A variety of endothelial derived substances arising from different signaling pathways mediate arteriolar vasodilatation. The responsible agent in a given vascular bed differs from one species to another and from one vascular bed to another within the same species. Conduit vessel responses do not always parallel those in the contiguously connected microvessels. Gender, presence of disease, medications, and age may determine which mediator elicits dilation. For example, in male Wistar rat cremaster muscle, prostacyclin is almost exclusively responsible for flow-induced dilation [28] and participates in other vessels as well [14;66]. In skeletal muscle arterioles from female eNOS KO mice, epoxyeicosatrienoic acid (EET) is the mediator of flow- induced [24]. EETs play a role in other vessels as well, including human coronary vessels [7;33;54]. In pig coronary arterioles, only nitric oxide seems to serve this role [30]. This heterogeneity implies physiological importance to arteriolar endothelium-dependent dilation and is further supported by the powerful compensatory mechanisms that allow substitution of one dilator for another in the presence of disease [46].

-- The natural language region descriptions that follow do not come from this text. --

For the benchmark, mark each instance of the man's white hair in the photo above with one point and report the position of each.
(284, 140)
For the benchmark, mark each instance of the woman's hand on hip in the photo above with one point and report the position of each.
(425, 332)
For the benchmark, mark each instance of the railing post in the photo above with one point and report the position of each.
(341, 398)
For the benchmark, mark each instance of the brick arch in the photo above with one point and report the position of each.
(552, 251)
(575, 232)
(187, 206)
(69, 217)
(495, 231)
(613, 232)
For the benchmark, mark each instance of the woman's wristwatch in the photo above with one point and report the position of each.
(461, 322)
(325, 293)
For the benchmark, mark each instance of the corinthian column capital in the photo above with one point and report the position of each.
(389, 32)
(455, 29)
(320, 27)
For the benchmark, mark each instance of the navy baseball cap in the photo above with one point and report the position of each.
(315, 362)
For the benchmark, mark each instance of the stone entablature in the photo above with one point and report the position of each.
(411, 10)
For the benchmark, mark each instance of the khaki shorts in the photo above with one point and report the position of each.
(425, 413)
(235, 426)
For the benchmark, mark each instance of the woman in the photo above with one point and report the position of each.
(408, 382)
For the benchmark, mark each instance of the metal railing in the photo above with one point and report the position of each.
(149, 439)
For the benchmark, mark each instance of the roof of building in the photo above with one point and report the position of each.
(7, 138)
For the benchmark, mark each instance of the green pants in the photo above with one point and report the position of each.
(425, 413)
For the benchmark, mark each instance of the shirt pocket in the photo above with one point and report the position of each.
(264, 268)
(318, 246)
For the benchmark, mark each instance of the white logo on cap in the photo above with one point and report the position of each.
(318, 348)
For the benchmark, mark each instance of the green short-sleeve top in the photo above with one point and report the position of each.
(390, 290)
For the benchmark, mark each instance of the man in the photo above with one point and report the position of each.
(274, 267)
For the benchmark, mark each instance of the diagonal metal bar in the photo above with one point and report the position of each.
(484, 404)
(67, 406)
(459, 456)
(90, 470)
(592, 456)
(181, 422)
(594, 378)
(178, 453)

Because of the diversity in endothelial mediators of dilation, the remainder of this review will focus on results from in vitro studies of the human resistance vasculature. Attention will be directed toward flow-mediated dilation (FMD) since it occurs ubiquitously throughout the circulation, is endothelium-dependent, and is particularly prominent in arteriolar vessels [48].

Flow-mediated vasodilation in the human coronary microcirculation

The endothelium constitutes the largest continuous layer of cells in the body. Throughout life virtually all of these cells are continuously exposed to shear forces generated from blood flow. It is not unexpected then that shear stress activates a variety of endothelial signaling pathways with the nature of the shear determining the type of signal. For example laminar shear typically elicits an anti-inflammatory, pro-proliferative set of responses, while turbulent or oscillatory shear does the opposite [65]. Pulsatility further modulates the response to shear [8].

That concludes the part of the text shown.